Background: Lean Ownership Model

In Lean's C API, a reference is a lean_object* pointer to the header of a heap-allocated object. References in Lean can either be owned or borrowed.

An owned reference is a lean_object* that participates in reference counting via the int m_rc field. Before a new reference to the object is created, the Lean compiler inserts a lean_inc call to increment the ref count. When the reference goes out of scope, the Lean compiler inserts a lean_dec call to decrement the ref count. When m_rc reaches 0, the Lean runtime frees the object. In C the conventional type alias for an owned reference is lean_obj_arg for function parameters and lean_obj_res for return values.

A borrowed reference, signified by @& in a Lean function parameter, is a lean_object* for which the compiler does not emit lean_inc or lean_dec calls, relying on a surrounding owned reference to keep the object alive. This is more efficient for cases when the object is known to outlive the borrowed reference, e.g. reading a constructor field. In C the conventional type alias for a borrowed reference is b_lean_obj_arg for function parameters and b_lean_obj_res for return values.

Note

A lean_object* can also refer to a tagged scalar value encoded as a pointer-sized data type, where the low bit (tag) of the pointer is set to 1. In that case it would not be called a reference.

lean-ffi Rust API

In order to handle Lean reference counting gracefully in Rust, we use the following types:

  • LeanOwned - An owned reference to a Lean object with RAII semantics. Corresponds to lean_obj_arg (input) and lean_obj_res (output) in the C FFI.

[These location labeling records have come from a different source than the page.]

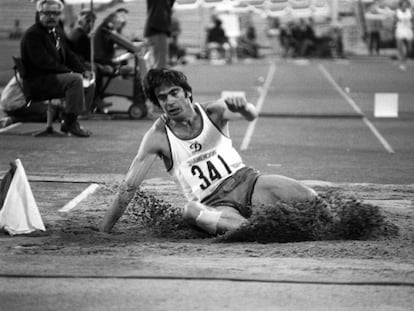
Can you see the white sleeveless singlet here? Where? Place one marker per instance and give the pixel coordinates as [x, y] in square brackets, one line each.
[200, 164]
[404, 27]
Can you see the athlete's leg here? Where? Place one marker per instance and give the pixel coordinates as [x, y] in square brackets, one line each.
[213, 220]
[271, 188]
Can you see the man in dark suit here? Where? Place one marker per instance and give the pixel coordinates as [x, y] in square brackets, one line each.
[52, 69]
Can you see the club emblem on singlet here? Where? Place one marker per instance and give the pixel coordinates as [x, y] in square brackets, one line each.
[195, 147]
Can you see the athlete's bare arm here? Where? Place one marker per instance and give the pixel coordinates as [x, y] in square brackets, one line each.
[152, 145]
[231, 108]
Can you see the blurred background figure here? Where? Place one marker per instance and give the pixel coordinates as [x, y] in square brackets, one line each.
[404, 31]
[79, 36]
[176, 51]
[157, 30]
[218, 46]
[273, 34]
[374, 25]
[247, 45]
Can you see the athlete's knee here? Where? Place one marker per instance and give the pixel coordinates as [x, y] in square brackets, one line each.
[201, 216]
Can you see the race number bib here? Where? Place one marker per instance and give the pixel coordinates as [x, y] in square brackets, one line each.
[204, 171]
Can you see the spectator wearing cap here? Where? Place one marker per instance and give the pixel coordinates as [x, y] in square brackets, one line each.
[52, 68]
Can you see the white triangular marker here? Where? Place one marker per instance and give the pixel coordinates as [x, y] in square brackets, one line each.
[386, 105]
[20, 214]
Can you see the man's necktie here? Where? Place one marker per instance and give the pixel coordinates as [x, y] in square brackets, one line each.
[55, 38]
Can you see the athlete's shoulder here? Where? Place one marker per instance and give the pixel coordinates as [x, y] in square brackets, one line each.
[215, 108]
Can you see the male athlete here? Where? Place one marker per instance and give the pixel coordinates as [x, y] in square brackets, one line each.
[193, 141]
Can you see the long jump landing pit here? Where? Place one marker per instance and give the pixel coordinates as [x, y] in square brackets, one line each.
[72, 248]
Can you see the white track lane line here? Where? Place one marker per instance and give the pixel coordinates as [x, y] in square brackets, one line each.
[250, 129]
[75, 201]
[351, 102]
[10, 127]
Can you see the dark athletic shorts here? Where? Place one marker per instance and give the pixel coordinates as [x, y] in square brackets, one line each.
[236, 191]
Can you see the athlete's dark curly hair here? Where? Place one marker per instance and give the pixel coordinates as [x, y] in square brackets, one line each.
[163, 76]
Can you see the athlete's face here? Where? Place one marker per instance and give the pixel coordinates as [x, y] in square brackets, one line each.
[174, 101]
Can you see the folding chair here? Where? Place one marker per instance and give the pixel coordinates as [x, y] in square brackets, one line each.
[49, 131]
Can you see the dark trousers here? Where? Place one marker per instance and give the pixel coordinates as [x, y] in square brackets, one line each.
[63, 85]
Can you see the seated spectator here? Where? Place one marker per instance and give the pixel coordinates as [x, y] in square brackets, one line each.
[14, 105]
[217, 41]
[51, 68]
[79, 41]
[247, 44]
[17, 31]
[107, 40]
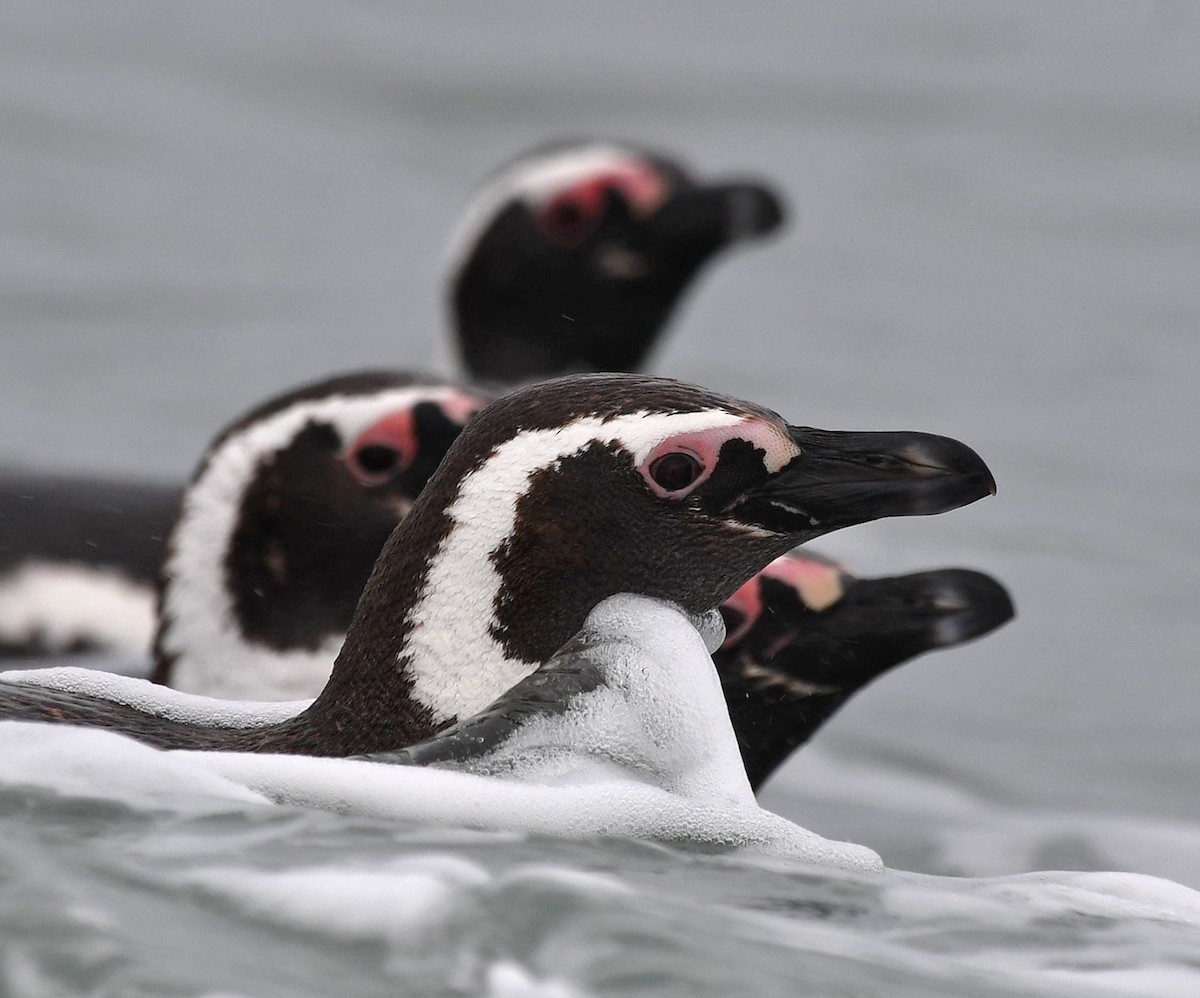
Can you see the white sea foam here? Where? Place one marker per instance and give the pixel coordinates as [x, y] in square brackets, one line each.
[61, 606]
[162, 701]
[649, 755]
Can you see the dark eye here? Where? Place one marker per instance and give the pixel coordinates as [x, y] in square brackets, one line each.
[676, 470]
[377, 460]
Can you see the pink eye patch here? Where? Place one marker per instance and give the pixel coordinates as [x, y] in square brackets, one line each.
[576, 210]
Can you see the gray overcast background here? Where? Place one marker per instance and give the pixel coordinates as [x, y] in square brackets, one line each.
[996, 236]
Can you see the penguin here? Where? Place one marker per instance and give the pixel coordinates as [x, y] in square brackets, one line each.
[575, 256]
[564, 248]
[623, 732]
[805, 635]
[552, 499]
[282, 522]
[78, 559]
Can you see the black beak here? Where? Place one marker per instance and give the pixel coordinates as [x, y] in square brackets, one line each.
[717, 215]
[841, 479]
[939, 608]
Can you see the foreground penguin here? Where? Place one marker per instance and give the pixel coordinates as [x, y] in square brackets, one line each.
[553, 499]
[571, 258]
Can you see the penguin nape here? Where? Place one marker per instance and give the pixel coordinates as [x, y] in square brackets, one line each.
[606, 234]
[805, 635]
[552, 499]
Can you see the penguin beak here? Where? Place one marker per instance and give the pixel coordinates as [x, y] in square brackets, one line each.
[928, 609]
[841, 479]
[711, 216]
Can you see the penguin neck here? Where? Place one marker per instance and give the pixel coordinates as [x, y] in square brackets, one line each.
[426, 645]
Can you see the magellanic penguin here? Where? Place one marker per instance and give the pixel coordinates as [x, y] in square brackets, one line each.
[575, 256]
[569, 258]
[555, 498]
[282, 523]
[805, 635]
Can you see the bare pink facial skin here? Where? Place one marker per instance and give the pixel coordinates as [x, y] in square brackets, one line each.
[570, 214]
[819, 584]
[705, 448]
[397, 432]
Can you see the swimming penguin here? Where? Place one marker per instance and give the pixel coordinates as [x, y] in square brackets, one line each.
[565, 247]
[574, 257]
[552, 499]
[282, 523]
[622, 733]
[804, 636]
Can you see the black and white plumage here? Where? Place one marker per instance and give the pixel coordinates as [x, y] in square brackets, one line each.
[531, 296]
[78, 559]
[553, 499]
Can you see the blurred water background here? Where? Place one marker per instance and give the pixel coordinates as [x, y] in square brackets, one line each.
[996, 236]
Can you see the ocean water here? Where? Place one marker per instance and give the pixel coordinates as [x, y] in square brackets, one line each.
[996, 236]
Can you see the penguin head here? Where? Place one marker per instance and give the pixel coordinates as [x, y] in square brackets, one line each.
[574, 257]
[805, 625]
[562, 494]
[283, 519]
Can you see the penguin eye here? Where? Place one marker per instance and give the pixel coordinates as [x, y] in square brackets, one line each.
[375, 463]
[676, 470]
[574, 214]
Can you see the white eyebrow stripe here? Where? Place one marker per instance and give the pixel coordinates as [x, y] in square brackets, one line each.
[531, 180]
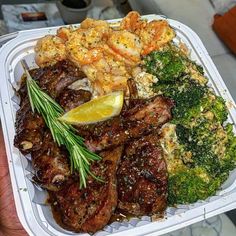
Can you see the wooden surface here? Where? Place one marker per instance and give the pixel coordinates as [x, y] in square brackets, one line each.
[9, 222]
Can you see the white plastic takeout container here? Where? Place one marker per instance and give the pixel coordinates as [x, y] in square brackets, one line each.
[34, 214]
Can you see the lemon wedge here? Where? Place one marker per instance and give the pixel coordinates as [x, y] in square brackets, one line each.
[98, 109]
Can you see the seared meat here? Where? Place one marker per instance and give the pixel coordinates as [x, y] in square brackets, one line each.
[50, 164]
[70, 99]
[142, 178]
[134, 123]
[29, 129]
[89, 209]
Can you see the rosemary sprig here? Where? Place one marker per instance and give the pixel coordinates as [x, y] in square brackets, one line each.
[62, 133]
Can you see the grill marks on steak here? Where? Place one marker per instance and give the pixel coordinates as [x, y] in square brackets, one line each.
[90, 209]
[50, 162]
[142, 178]
[133, 123]
[58, 77]
[29, 129]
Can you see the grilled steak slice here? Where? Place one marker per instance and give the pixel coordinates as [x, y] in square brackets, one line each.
[70, 98]
[89, 209]
[50, 164]
[133, 123]
[142, 178]
[55, 79]
[29, 129]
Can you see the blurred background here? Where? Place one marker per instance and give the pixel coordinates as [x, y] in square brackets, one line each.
[199, 15]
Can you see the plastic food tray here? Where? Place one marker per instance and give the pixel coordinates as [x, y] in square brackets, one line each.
[34, 214]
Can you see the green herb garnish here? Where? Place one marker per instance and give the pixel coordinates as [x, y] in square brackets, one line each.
[63, 134]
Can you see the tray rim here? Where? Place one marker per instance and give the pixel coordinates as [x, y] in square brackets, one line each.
[228, 199]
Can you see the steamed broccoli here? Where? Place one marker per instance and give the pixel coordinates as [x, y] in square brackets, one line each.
[205, 148]
[190, 185]
[165, 65]
[187, 95]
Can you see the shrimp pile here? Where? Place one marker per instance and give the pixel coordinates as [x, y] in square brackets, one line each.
[108, 56]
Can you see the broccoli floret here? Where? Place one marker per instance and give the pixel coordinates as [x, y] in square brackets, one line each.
[219, 109]
[206, 150]
[199, 141]
[187, 95]
[191, 185]
[165, 65]
[229, 162]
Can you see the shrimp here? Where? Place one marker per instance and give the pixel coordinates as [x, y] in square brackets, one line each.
[155, 34]
[126, 44]
[152, 34]
[49, 50]
[83, 46]
[132, 22]
[101, 25]
[64, 33]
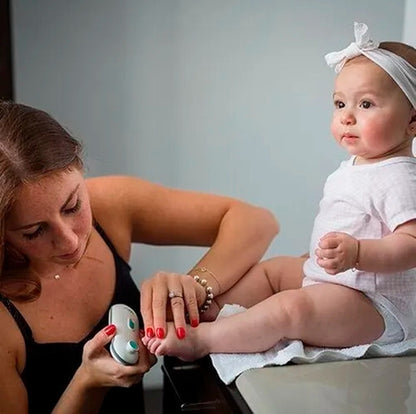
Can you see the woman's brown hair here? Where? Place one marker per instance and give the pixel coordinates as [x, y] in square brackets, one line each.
[32, 145]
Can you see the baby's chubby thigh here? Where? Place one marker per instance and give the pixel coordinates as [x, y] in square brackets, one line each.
[330, 315]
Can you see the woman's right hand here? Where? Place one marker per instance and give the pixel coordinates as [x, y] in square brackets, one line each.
[157, 307]
[99, 369]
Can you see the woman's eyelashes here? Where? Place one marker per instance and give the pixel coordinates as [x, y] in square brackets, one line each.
[75, 208]
[36, 233]
[42, 227]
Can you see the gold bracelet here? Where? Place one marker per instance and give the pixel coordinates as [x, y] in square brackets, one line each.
[208, 290]
[204, 269]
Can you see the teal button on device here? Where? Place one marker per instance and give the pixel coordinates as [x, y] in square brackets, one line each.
[131, 324]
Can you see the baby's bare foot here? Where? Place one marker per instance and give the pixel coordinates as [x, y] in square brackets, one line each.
[187, 349]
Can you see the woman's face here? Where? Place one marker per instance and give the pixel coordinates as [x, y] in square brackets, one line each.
[51, 221]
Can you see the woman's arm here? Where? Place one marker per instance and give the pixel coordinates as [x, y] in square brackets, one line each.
[134, 210]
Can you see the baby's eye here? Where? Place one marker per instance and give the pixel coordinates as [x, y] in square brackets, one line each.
[366, 104]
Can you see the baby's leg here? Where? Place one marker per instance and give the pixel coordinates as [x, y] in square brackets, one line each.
[321, 315]
[262, 281]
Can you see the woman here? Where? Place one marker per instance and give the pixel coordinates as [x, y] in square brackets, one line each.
[65, 245]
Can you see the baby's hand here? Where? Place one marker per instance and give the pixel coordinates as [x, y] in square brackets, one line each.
[337, 252]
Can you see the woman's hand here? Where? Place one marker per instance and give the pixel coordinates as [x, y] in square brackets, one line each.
[101, 370]
[157, 306]
[337, 252]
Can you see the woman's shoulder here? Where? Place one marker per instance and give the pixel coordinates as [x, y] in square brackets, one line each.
[12, 345]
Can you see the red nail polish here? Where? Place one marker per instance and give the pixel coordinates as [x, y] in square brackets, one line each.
[180, 332]
[150, 333]
[110, 329]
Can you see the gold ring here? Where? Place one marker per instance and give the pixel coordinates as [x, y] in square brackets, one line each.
[172, 294]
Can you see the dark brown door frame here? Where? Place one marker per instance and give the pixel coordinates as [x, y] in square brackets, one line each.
[6, 66]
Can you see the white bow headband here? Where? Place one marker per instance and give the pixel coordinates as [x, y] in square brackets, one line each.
[402, 72]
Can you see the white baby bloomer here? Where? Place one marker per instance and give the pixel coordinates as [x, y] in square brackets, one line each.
[369, 202]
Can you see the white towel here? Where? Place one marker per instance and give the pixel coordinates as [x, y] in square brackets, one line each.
[229, 366]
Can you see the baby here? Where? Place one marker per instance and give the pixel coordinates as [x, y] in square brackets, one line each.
[358, 284]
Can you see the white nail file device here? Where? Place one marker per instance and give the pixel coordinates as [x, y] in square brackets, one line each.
[123, 347]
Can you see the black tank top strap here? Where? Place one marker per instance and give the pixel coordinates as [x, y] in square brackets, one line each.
[18, 317]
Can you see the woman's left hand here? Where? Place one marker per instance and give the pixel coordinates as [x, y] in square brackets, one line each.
[170, 296]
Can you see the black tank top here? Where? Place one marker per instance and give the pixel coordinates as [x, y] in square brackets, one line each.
[50, 366]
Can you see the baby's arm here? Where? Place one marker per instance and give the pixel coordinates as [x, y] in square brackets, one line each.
[396, 252]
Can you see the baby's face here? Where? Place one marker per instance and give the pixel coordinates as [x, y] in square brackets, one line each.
[371, 113]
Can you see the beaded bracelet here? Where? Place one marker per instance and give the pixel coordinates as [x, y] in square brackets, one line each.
[208, 290]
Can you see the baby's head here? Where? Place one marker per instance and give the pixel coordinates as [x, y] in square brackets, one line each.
[374, 98]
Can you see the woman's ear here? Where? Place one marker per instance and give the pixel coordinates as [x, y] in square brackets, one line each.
[411, 128]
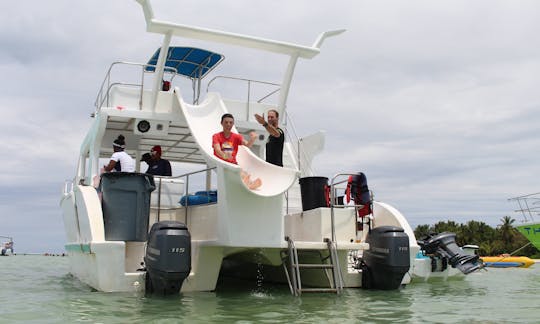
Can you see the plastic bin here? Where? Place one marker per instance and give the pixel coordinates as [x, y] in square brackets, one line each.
[314, 192]
[126, 205]
[199, 198]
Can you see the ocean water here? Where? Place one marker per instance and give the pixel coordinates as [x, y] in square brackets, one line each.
[39, 289]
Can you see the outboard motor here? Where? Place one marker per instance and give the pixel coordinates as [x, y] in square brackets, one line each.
[168, 257]
[444, 245]
[387, 260]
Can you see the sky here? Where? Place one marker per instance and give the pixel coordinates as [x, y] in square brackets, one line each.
[435, 101]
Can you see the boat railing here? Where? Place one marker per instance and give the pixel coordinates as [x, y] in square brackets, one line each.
[103, 96]
[186, 178]
[255, 91]
[335, 182]
[68, 187]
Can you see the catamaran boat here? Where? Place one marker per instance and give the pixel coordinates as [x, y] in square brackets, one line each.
[132, 234]
[529, 226]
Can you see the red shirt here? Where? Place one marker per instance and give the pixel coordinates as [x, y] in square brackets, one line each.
[228, 145]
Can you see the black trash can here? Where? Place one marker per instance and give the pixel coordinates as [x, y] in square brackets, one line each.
[314, 192]
[126, 205]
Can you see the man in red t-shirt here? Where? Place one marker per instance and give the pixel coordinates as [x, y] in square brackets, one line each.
[226, 144]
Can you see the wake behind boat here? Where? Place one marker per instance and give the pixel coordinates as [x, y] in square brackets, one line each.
[133, 235]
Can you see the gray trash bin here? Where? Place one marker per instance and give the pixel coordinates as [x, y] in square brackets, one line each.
[126, 205]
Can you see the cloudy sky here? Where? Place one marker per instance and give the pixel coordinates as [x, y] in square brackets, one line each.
[436, 101]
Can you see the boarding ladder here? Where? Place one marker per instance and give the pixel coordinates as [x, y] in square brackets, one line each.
[329, 262]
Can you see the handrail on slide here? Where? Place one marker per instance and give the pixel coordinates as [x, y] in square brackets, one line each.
[204, 121]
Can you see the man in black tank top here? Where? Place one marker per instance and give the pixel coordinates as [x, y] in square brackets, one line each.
[276, 138]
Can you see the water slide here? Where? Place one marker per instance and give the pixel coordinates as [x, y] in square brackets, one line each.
[204, 121]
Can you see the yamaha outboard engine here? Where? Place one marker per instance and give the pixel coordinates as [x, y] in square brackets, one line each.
[168, 257]
[387, 260]
[444, 245]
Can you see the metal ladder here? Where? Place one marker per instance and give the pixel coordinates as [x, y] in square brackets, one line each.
[294, 280]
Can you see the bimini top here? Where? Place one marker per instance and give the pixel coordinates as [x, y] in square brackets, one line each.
[191, 62]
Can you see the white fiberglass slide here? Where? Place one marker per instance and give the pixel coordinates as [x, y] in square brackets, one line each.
[204, 121]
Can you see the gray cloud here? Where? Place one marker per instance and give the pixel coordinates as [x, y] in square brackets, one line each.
[434, 101]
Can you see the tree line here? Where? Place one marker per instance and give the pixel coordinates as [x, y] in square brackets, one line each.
[491, 241]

    • The Clone implementation calls lean_inc and returns a new LeanOwned reference to the same object. Copy is not implemented.
    • The Drop implementation calls lean_dec automatically on scope exit.
    • Passing or assigning a LeanOwned moves it (transferring the lean_dec); use self.clone() to create a second owned reference via lean_inc.
    • self.into_raw() consumes the wrapper without calling lean_dec, for passing ownership to Lean C API functions that take lean_obj_arg (which will lean_dec internally). Not needed for returning values from extern "C" functions — returning LeanOwned directly works because Rust does not call Drop on return values.
    • Tagged scalar values (bit 0 set — small Nat, Bool, etc.) and persistent objects (m_rc == 0) skip refcount operations entirely.
  • LeanBorrowed<'a> — A borrowed reference. Corresponds to b_lean_obj_arg in the C FFI. Used when Lean declares a parameter with @&.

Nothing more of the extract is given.